By now, you’ve invested an incredible amount of time and effort, probably much more than you anticipated when you volunteered to host a carnival in the first place. You’ve aggregated up an awesome collection of posts, organized them in an ingenious fashion, and marketed your edition with the fervor of an evangelist. You’re about ready to put your feet up and call it a day, flush with the satisfaction of a job well-done, right? Well, you’d better think again…here come your guests!
Surprised? Remember, you’re trying to be a host with the most. What do hosts do but entertain guests? The purpose of your intense preparation was to ensure that things run smoothly at showtime. Effective promotion guaranteed that the event will be well-attended, but when it comes to a party, prep is merely prologue. Nobody judges a social event by the host’s industry before the guests arrive, but by his graciousness after they cross the threshhold.
If you’ve followed my advice up until now, you’ll find that your effort was hardly for naught. In essence, you’ve laid a wonderful platter for your guests’ enjoyment. The entertainment (content) will be center stage. All you need do now is freshen some drinks, in an entirely metaphorical sense, of course! Keep an eye on your site. Read comments if applicable. Check your e-mail. Your main responsibility once people start checking in on your carnival is to make sure they have unimpeded access to each and every post. That means you should be available to respond if something goes awry. For example, if your initial sweep for broken links (you did check to make sure each link was accurate, didn’t you?) let a bad one get through, you should be ready to fix it as soon as possible. The same applies for that unhappy happenstance when a submission gets snagged by a spam filter and fails to make it into the carnival. These things definitely occur and a good host will try to remedy the situation as close to instantaneously as possible. Alacrity is essential because the first day of a carnival is usually its most heavily trafficked period. Nobody returns to see if a link was repaired or a post added. Your responsibility to your guests and contributors is to make sure that the lines of communication between the two groups remains open at all times.

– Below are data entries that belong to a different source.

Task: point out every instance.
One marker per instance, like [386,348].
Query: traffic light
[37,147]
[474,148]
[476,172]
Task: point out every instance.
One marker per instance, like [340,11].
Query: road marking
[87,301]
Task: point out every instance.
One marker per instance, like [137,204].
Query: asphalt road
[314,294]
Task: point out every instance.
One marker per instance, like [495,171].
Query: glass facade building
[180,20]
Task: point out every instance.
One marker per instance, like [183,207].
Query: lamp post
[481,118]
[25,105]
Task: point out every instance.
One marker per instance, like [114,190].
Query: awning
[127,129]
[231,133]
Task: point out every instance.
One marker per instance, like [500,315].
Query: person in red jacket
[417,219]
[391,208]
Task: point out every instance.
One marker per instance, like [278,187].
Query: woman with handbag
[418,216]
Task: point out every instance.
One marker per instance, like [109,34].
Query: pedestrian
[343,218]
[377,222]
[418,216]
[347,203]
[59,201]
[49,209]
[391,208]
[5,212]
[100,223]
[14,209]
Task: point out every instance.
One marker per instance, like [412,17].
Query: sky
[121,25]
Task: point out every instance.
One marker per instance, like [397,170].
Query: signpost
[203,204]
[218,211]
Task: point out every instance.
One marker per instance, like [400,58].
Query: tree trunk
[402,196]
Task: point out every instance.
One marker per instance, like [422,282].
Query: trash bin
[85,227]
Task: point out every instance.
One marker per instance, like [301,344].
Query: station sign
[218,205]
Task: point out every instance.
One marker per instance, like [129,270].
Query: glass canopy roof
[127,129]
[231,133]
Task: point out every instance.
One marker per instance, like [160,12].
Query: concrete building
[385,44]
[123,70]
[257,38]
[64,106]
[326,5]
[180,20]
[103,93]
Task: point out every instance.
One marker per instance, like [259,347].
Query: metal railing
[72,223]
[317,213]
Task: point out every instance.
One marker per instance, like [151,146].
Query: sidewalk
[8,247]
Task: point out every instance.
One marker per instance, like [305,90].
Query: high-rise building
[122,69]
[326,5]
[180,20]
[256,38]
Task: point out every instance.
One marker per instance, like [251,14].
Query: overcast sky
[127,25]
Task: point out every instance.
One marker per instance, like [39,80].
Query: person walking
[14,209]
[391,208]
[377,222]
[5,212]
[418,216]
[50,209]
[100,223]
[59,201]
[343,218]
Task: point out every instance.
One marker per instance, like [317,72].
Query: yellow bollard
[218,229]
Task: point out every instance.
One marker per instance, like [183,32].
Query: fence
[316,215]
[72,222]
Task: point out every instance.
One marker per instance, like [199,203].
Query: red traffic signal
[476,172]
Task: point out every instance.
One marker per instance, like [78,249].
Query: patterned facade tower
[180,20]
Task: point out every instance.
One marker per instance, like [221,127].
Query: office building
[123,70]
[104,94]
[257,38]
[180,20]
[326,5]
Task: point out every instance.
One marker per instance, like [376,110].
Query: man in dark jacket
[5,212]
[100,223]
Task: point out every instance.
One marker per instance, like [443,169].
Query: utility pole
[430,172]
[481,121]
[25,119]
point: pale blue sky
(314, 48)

On that note, also check in frequently to make sure that your site loads as expected. A massive influx of new readers may not overwhelm your web server, but it could very well exceed your available bandwidth, especially if you have a graphics-heavy site on a bargain hosting plan. Again, if your site hangs up and a visitor gives up in frustration, that particular point of traffic is not coming back.
If you have the opportunity, you may also want to keep an eye on your referrer logs. You probably will whether I recommend it or not. But the reason you should from a hosting perspective is to see if visitors are coming from expected sites. If one of the regular referral sources fails to send over readers, a broken link may be to blame on that end.
So, your job when the guests arrive is simply to be responsive. Keep all channels open and running smoothly. Fix any problems that arise and respond graciously when visitors shower you with compliments in your comments box. Then, once you’ve observed that everyone is having a fabulous time, you can finally relax. You’ve done it! Truly, you are the host with the most.